In the beginning was the word.
No wonder it’s so easy to be superstitious about words! Language is the way we reify: humans’ method for making things things.
There’s one moment of my yoga practice I strictly do not discuss for fear of reifying fear itself. Today, because I can see the other side and because it’s a day for laughing at fear, I’m going to go there.
This is because the past three days have been much about the problem of evil, or rather: the problem of shit happens. (Shit happens to one you love beyond words, in this case.) Or again, by the subjective turn: (the “problem” of) the first noble truth.
That topic is still raw. So for now I’ll bracket my interrogations of the idea that shit happening is good for you (see for example, the Apostle Paul, the Pali Canon). Are these rationalizations of the random nature of the universe? Legitimate narratives of liberation? In any case when the shit is on top of you, you either have the grace and grit to deal, as it is, or you crack up in storytelling or hysterics. The only reason I’m not doing the latter is that a younger and wiser person is my guide: stop explaining and do what you do. Sleep. Hugs. Vitamin Water. Ambient Eno. Gratitude. Backflips.
So yeah. Beginning last summer, I had a mental block at Viparita Chakrasana. I said it. Did I just screw myself over?

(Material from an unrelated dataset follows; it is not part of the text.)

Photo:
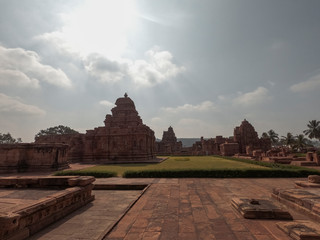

Give substance to a passing whisper?
VC is this: having brought yourself from downward facing dog to a handstand and then dropped over into a backbend, one merely does the thing in reverse. Breathe in and arch the back deeply, kick hard in the legs, and bring the feet neatly back oven the head to some kind of standing forward fold.
It was interesting to be mentally disabled. The relevant anatomy was the brain, which, having shut up for the first half of the maneuv., struck hard into soma each time I asked the feet to come back up. This requires the feet to precede the head, in a sense. And the body has the thing in the bag.
But for months the head wanted to decide: wanted to lead, not follow the feet. Cro-magnon tendency, again. In the moment of truth the false conviction would arise: the hands aren’t ready to take on footlike responsibilities! Flinging the feet off the floor means the hands must support the world (or merely the body…), but what if the hands fly away? What if the palms become light, stop holding me down, and then I’m stranded in air? The palms would then tremble and wilt. The feet would root to the earth, frozen in slapstick-comedy concrete.
Months ago, Rolf N let me initiate the movement and wordlessly drove an index finger right behind my heart. The feet got it. This was before I learned to make a controversy over it all, turning it into foot and head competition. And then for months I coaxed, condescended a little. Took the body to the top of the doublediamond to gaze down it most mornings, made that moment playful instead of some routine little spat, and waited to see if she would give it up. She wouldn’t.
These days my teacher tends to come over and cut any bullshit out of the equation. Everyone but a few renegade neurons knows this isn’t a big deal, so we collaborate on patching VC together without them. With practice, this is having the effect of gradually reconstructing the world, taking for granted the doability of asana in the way this teacher tends to do.
There’s nothing exhilarating about it, because this is not achievement-oriented action. It’s just doing what you do, in a way that isn’t even worth remarking on except for to concede that for months I manufactured its ridiculuous, trembling remarkability into a big blind taboo.
I guess sometimes a thought-rut can be as real as words.